The traditional method is carried out by two modes of a manual dynamic detection method and a static detection method. The first dynamic detection method starts from black box testing and is combined with a method related to penetration attack, so that the XSS vulnerability can be detected. The current dynamic detection method uses a real XSS attack code or utilizes a web crawler to perform crawling analysis on a target webpage, but the time overhead of the web crawler is huge, the crawled page data cannot be guaranteed to cover all pages of a website, the attack code stored in a database cannot cover all attack scenes, and the requirement of the access overhead on a server is very high. The second static detection method is that HTML5 and CORS attribute rules design a filter in the browser to detect XSS attacks and provide a system to determine if the intercepted request has a malicious attempt. Through the above, it is obvious that the traditional cross-site script detection method usually needs to spend a lot of time and energy to extract the features of the attack data, and certain experience is needed to be combined to obtain a good effect. The degree of dependence on personnel is high, the final effect is influenced by the uneven personnel ability level, and the expense on server resources is also high.
Disclosure of Invention
The invention aims to solve the technical problem that people cannot effectively prevent cross-site scripting attack in time when using internet data in the prior art, and provides a cross-site scripting attack identification method based on deep learning, which can effectively improve the cross-site scripting attack identification efficiency and improve the safety.

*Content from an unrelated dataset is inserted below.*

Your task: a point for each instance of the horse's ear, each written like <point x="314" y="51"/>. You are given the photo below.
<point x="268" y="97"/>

The invention provides a cross-site scripting attack identification method based on deep learning, which comprises the following steps:
s1, webpage data collection: constructing a target range containing cross-site scripting attack vulnerability, collecting related data containing cross-site scripting attack by using a scanner and a manual infiltration mode, and classifying and labeling the related data;
s2, data feature extraction: carrying out data cleaning on the related data, carrying out word segmentation on the related data through a word segmentation device, and outputting feature data after word segmentation;
s3, constructing a data set: constructing a data set by adopting a Wold2Vec model;
s4, training a neural network: using an LSTM neural network to perform cross-site scripting attack detection and outputting a detection result;
s5, Softmax layer classification: and (4) after the detection result is subjected to Softmax function operation, obtaining probability distribution of cross-site scripting attack on all target information, and judging whether the related data is cross-site scripting attack or not.

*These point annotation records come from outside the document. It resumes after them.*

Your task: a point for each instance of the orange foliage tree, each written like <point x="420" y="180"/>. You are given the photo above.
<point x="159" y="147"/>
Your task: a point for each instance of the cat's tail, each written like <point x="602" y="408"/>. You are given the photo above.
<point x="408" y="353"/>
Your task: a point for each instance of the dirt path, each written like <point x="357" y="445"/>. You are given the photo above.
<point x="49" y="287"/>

LSTM is an improved model of the Recurrent Neural Network (RNN) whose main feature is the ability to handle sequence features, i.e. the preceding and following inputs are related. The LSTM neural network overcomes the defect that the recurrent neural network cannot process long-distance dependence, becomes the most popular recurrent neural network at present, and is good achievement in the fields of image processing, text classification and the like. The design idea of the LSTM neural network is to add a state C for storing long-term information, called a unit state, in the hidden layer of the RNN, and to spread the modified RNN according to the time sequence.
The cross-site scripting attack identification method based on deep learning is used as an optimal mode, and related data comprise request parameters, a request method, response contents and a response state.

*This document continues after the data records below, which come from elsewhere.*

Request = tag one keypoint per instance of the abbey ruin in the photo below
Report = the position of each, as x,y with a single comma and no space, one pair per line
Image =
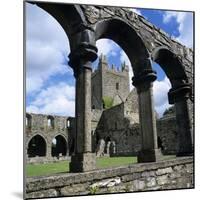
111,120
115,129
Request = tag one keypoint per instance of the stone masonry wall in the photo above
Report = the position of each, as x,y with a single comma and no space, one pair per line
38,125
166,130
104,83
163,175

The deep learning-based cross-site scripting attack identification method is used as an optimal mode, and the classification labels comprise a cross-site scripting attack class and a non-cross-site scripting attack class.
According to the cross-site scripting attack identification method based on deep learning, as a preferred mode, a scanner is wvs or appscan.
The invention discloses a cross-site scripting attack identification method based on deep learning, which is a preferable mode, and the step S2 further comprises the following steps:
s21, removing data containing missing values in the related data by adopting a downsampling algorithm;
s22, removing the label in the response content by using xpath and only keeping the page content;
s23, distinguishing the request parameters, the IP address and the port number by adopting a method in a urlparse packet;
s24, evaluating the relation between the characteristic variables and the characteristics of the related data by using a Pearson correlation coefficient, and removing data irrelevant to the final category;
and S25, performing word segmentation on the related data through the word segmentation device, and outputting the feature data after word segmentation.
XPath is XML Path Language (XML Path Language), which is a Language used to determine the location of a part in an XML document; XPath is based on XML tree structures, providing the ability to find nodes in a data structure tree.
Pearson Correlation Coefficient (Pearson Correlation Coefficient) is used to measure whether two data sets are on a line, and is used to measure the linear relation between distance variables.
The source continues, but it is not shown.